Vom Orakel in Delphi aus Griechenland ist bekannt, dass die Seherin, bei ihren Weissagungen auf einem dreibeinigen Hocker über einer Felsspalte gehockt habe, aus der berauschende Dämpfe emporstiegen, die sie in einen tranceartigen Zustand versetzt haben sollen. »Sibyllen« werden bei ihren rätselhaften Prophezeiungen ekstatische Zustände an Orten wie Felsennischen oder Grotten zugeschrieben.
Seher*innen der sogenannten »heidnischen Kulturen« und – vermutlich auch die heute lebenden südafrikanischen Sangomas – weissagen nicht aus Büchern. Sie sprechen oder singen auch heute noch ihre in Trance oder Ekstase empfangenen Botschaften. Sie schreiben ihre Worte weder auf Blätter noch in Bücher. Ihnen stehen andere Quellen als »heilige« Schriften zur Verfügung, aus denen eine göttliche Stimme zu Ihnen spricht. Alle Dinge sind belebt, ja beseelt und begeistert. In jedem Baum und Stein gibt es etwas Göttliches, das zu denen spricht, die es vernehmen können. Seher*innen, Schaman*innen oder Priester*innen begeben sich an besondere heilige Orte, Bäume, Berge, Höhlen und Quellen. Sie tanzen, trommeln oder berauschen sich in Trance oder Extase. Sie summen, singen, raunen und weissagen mit Worten. Sie begeben sich in die Einsamkeit von Höhlen. Sie sehen und weissagen die Zukunft aus dem Rauschen der Blätter heiliger Bäume, aus dem Murmeln der heiligen Quelle, dem Wurf von Knochen oder Scharfgarben-Stäben. Es ahnt und raunt ihnen etwas aus den vom Wind bewegten Zweigen und raschelnden Blättern eines Baumes zu. Es gibt nicht den einen wahren Gott sondern viele Götter*innen oder Geister.

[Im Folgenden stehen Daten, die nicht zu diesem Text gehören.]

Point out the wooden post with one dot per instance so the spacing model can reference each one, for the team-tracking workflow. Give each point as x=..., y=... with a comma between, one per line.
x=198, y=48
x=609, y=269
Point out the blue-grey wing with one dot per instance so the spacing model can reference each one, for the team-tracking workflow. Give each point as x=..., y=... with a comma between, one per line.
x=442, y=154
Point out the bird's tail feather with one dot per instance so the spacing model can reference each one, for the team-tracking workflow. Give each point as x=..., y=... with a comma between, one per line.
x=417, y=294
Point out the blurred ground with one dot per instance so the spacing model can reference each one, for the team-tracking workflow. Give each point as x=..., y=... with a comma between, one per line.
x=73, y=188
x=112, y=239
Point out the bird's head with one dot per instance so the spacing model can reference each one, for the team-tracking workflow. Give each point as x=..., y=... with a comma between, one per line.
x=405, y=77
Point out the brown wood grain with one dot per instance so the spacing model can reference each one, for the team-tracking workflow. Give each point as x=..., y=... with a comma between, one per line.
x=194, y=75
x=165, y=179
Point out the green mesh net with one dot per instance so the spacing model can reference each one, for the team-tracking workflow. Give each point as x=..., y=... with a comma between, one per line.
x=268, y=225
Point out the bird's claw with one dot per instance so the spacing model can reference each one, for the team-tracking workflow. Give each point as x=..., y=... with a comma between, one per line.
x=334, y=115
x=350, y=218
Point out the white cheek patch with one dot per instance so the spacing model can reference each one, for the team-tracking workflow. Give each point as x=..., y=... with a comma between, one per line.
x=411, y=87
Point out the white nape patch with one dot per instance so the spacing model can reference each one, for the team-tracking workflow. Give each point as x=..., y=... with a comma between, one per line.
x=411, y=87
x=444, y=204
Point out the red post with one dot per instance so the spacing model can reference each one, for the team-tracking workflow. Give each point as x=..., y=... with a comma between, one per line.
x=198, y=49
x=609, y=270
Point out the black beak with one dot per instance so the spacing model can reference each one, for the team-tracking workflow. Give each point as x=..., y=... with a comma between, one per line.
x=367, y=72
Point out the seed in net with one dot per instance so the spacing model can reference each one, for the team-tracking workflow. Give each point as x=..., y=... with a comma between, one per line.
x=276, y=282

»Sibyllen«, heidnische Seherinnen, waren besonders in Zeiten großer Verunsicherung sehr gefragt. Wenn das Volk sorgenvoll in den Götter-Himmel schaute, alles genauestens beobachtete und auf deutliche Zeichen und Wunder wartete. Alles war schicksalhaft bedeutsam, ob der Ruf eines Uhus, ob der Himmel leuchtete und donnergrollte oder ob es eine Missgeburt gab. Vieles konnte auf eine kommende Katastrophe hinweisen. Um den Zorn der dafür verantwortlichen Gött*innen zu besänftigen, wurden Seherinnen und Orakel befragt, welche Opfer ihnen darzubringen waren. Denn nur durch Opfer vor Statuen der entsprechenden Gött*innen oder gegenüber den Ahnen konnten nach dem Glauben der Menschen katastrophale Auswirkungen, wenn nicht verhindert, so doch zumindest gelindert werden: Kriege, Pestilenzen, Seuchen, Heuschreckenplagen, Feuer, Erdbeben, Vulkanausbrüche… Die damaligen leibhaftigen Sibyllen waren schon vor Christi Geburt Geschichte, man half sich im alten Rom mit etruskischen, griechischen und römischen Orakeln aus Büchern! Die sogenannten »Sibyllinischen Bücher«, die vermutlich von der römischen Obrigkeit im eigenen Sinne manipulierte Aufzeichnungen von Weissagungen vieler damals bekannter Sibyllen enthielten, wurden in Krisenzeiten von den sogenannten »Decemvir« im Auftrag des Senats konsultiert. Sie verkündeten anhand passender Orakel die entsprechenden Opfer-Maßnahmen, über welche Rituale, Zeremonien, Prozessionen, Bitt- und Sühnehandlungen der Zorn der Gött*innen oder der Ahnen versöhnt werden konnte.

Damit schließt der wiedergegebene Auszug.